After writing about the first impressions about Hadoop and its WildFly integration, I did some more research and work to bring Hadoop into JavaEE on WildFly in a more elegant way.
The follow-up idea after putting Hadoop into an EAR for isolation was to isolate Hadoop and HBase clients into a WildFly module. Both clients work very well in a Java SE environment, so the idea was to use these modules which are not container managed (like Java SE) to provide the functionality to be used in a container.

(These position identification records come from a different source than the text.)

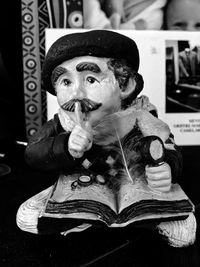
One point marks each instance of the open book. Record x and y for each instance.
(133, 202)
(119, 194)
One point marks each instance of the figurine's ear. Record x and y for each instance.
(128, 89)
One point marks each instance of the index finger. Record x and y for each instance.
(78, 113)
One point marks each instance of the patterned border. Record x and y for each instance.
(35, 19)
(31, 65)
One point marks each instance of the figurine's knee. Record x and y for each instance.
(27, 217)
(179, 233)
(29, 212)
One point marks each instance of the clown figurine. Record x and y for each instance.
(94, 74)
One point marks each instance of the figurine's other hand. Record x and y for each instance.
(159, 177)
(81, 137)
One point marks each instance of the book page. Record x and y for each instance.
(139, 190)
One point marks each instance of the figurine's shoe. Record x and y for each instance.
(179, 233)
(29, 212)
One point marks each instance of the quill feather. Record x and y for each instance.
(123, 157)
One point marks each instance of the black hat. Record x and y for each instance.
(97, 43)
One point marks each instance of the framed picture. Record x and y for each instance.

The resulting (so far) module.xml is:
<?xml version="1.0" encoding="UTF-8"?> <module xmlns="urn:jboss:module:1.3" name="org.apache.hadoop.client"> <resources> <resource-root path="htrace-core-3.1.0-incubating.jar" /> <resource-root path="hadoop-hdfs-2.7.1.jar" /> <resource-root path="commons-configuration-1.6.jar" /> <resource-root path="hadoop-auth-2.7.1.jar" /> <resource-root path="hadoop-common-2.7.1.jar" /> <resource-root path="protobuf-java-2.5.0.jar" /> <resource-root path="service-loader-resources" /> </resources> <dependencies> <module name="sun.jdk" /> <module name="javax.api" /> <module name="javaee.api" /> <module name="com.google.guava" /> <module name="org.apache.commons.cli" /> <module name="org.apache.commons.collections" /> <module name="org.apache.commons.io" /> <module name="org.apache.commons.lang" /> <module name="org.apache.commons.logging" /> <module name="org.slf4j" /> </dependencies> </module>
For HBase client, the module.xml looks like this:
<?xml version="1.0" encoding="UTF-8"?> <module xmlns="urn:jboss:module:1.3" name="org.apache.hbase.client"> <resources> <resource-root path="phoenix-core-4.5.1-HBase-1.1.jar" /> <resource-root path="hbase-client-1.1.1.jar" /> <resource-root path="hbase-common-1.1.1.jar" /> <resource-root path="hbase-server-1.1.1.jar" /> <resource-root path="hbase-protocol-1.1.1.jar" /> <resource-root path="zookeeper-3.4.6.jar" /> <resource-root path="guava-16.0.1.jar" /> </resources> <dependencies> <module name="sun.jdk" /> <module name="io.netty" /> <module name="javax.api" /> <module name="javax.transaction.api" /> <module name="org.antlr.antlr-runtime" slot="3.4"/> <module name="org.apache.commons.codec" /> <module name="org.apache.commons.lang" /> <module name="org.apache.commons.logging" /> <module name="org.apache.log4j" /> <module name="org.jboss.as.security" /> <module name="org.joda.time" /> <module name="org.slf4j" /> <!-- Own modules... --> <module name="org.apache.hadoop.client" /> </dependencies> </module>
For the modules above, I cannot garantee the completeness of all dependencies, but for the use cases I have at hand, these modules work.